David Louis Edelman David Louis Edelman

Michael Connelly’s “The Concrete Blonde”

Michael Connelly's 'The Concrete Blonde'This book review was originally published in the Virginian-Pilot and Ledger-Star on May 22, 1994.

LAPD detective Harry Bosch is the subject of a civil suit claiming that he killed the wrong man during his investigation of rapist and serial murderer the Dollmaker. Bosch has no doubts that he cornered the right man four years ago when he shot suburban family man Norman Church in apparent self-defense. And yet how can he explain the fact that four years later, another corpse has turned up buried in concrete, murdered in the same fashion as the Dollmaker’s victims?

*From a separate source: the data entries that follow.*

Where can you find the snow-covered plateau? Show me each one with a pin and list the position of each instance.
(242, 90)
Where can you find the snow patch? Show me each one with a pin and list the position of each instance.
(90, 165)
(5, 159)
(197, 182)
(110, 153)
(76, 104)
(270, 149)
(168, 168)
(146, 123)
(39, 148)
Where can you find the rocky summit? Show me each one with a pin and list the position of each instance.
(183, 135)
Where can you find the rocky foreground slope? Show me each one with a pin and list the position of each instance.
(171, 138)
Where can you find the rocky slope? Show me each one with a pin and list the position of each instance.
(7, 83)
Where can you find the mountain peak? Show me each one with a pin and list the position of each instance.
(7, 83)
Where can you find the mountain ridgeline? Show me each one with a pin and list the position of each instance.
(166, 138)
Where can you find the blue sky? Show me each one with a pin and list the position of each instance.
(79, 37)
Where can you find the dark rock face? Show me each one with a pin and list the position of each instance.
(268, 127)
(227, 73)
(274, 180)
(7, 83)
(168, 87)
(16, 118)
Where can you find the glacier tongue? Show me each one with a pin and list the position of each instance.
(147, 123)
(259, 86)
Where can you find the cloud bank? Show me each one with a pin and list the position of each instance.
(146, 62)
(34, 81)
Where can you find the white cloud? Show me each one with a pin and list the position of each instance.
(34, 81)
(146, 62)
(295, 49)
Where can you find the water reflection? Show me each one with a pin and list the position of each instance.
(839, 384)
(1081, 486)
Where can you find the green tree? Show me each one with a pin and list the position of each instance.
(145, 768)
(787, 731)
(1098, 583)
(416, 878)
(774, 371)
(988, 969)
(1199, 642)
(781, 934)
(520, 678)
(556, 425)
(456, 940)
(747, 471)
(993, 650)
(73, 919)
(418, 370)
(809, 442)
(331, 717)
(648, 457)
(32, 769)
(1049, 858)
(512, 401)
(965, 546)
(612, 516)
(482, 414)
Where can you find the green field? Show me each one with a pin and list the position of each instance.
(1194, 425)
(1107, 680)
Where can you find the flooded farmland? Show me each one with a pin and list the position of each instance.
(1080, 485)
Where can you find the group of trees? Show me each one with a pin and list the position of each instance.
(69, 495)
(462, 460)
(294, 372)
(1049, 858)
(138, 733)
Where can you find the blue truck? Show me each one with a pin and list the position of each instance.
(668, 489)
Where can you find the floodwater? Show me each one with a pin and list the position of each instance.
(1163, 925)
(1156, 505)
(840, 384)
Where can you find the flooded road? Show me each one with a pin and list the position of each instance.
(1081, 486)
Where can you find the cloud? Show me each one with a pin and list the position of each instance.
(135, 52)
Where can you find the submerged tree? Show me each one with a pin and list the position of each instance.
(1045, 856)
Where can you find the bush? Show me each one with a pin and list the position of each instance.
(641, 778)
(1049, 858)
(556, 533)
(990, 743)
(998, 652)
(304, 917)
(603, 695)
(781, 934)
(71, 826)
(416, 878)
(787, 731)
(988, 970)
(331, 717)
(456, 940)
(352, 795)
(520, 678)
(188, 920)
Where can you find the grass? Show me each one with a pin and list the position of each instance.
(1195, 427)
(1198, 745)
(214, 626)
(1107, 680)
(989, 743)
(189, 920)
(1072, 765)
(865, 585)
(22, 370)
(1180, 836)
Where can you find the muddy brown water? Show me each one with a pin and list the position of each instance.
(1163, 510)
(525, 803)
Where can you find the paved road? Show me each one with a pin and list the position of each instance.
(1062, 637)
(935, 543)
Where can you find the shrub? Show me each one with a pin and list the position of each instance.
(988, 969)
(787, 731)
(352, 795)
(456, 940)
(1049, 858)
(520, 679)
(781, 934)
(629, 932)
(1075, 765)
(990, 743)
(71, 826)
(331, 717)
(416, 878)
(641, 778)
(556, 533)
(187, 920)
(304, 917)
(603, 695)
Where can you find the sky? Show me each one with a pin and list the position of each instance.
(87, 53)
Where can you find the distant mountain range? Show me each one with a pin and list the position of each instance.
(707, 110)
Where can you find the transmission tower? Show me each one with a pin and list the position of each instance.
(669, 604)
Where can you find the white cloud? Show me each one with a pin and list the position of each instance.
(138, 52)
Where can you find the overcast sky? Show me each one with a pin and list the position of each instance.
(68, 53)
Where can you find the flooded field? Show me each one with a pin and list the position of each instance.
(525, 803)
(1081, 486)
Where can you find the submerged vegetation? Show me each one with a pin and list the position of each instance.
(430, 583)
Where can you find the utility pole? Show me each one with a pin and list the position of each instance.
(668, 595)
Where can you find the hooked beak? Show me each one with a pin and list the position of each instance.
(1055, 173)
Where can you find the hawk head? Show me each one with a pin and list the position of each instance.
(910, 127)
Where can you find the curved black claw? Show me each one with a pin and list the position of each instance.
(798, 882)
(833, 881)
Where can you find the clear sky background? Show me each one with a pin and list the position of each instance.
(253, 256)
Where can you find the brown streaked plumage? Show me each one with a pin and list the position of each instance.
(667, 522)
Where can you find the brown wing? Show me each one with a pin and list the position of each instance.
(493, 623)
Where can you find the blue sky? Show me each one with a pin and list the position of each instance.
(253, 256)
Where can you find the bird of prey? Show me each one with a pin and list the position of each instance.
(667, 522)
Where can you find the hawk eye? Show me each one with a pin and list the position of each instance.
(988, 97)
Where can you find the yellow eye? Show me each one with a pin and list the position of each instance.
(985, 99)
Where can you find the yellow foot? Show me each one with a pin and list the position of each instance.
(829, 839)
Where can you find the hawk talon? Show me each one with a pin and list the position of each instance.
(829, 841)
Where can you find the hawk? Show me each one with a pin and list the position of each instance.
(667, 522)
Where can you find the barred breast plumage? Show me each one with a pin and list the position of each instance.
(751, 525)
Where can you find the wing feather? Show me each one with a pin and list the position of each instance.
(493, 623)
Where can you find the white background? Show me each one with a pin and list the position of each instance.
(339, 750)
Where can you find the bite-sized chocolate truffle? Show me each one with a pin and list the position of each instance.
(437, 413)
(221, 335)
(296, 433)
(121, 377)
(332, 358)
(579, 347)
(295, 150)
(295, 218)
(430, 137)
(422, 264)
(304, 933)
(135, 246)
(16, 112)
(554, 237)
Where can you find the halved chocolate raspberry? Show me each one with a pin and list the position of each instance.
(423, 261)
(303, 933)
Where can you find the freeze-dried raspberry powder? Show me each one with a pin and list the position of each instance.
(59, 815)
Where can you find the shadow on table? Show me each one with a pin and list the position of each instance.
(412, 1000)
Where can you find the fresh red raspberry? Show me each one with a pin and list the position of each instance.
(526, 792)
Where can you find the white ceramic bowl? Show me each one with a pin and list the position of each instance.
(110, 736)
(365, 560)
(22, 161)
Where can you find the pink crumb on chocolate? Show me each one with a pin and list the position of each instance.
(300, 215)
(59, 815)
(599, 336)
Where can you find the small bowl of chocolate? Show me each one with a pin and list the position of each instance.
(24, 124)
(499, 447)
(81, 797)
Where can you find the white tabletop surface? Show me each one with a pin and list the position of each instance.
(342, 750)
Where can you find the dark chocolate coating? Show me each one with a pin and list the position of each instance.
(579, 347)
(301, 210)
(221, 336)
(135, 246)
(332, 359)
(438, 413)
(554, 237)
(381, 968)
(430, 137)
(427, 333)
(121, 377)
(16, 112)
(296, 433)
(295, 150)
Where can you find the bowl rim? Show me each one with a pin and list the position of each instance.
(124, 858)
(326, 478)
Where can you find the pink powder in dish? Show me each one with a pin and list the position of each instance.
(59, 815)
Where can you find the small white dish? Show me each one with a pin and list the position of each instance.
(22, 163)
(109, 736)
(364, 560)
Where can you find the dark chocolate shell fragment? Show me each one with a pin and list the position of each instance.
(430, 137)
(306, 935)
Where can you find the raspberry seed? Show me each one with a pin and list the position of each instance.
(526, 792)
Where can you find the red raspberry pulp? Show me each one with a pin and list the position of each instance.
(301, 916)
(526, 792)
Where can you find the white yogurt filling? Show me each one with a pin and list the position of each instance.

In The Concrete Blonde, Edgar Award-winning novelist Michael Connelly has a sharp eye for plotting and a perceptive ear for dialogue. Unfortunately, he doesn’t possess much of a sense for originality. Connelly fills his novel with predictable twists which come at regularly scheduled intervals, and the struggle between brooding Vietnam vet Hieronymus “Harry” Bosch and plaintiff’s attorney Honey Chandler is dull to the core.

Connelly does hint at some interesting themes in The Concrete Blonde — the moral decay of Los Angeles, the lack of justice in the justice system, and our inability to know what our friends and neighbors are really like — but the author’s hackneyed prose isn’t a competent enough vehicle for bringing out such ideas. Instead we get clichéd descriptions of Bosch’s dark side, including a passage about how his muscular physique was “not created on machines but by lifting the day-to-day weight of his life, his mission.”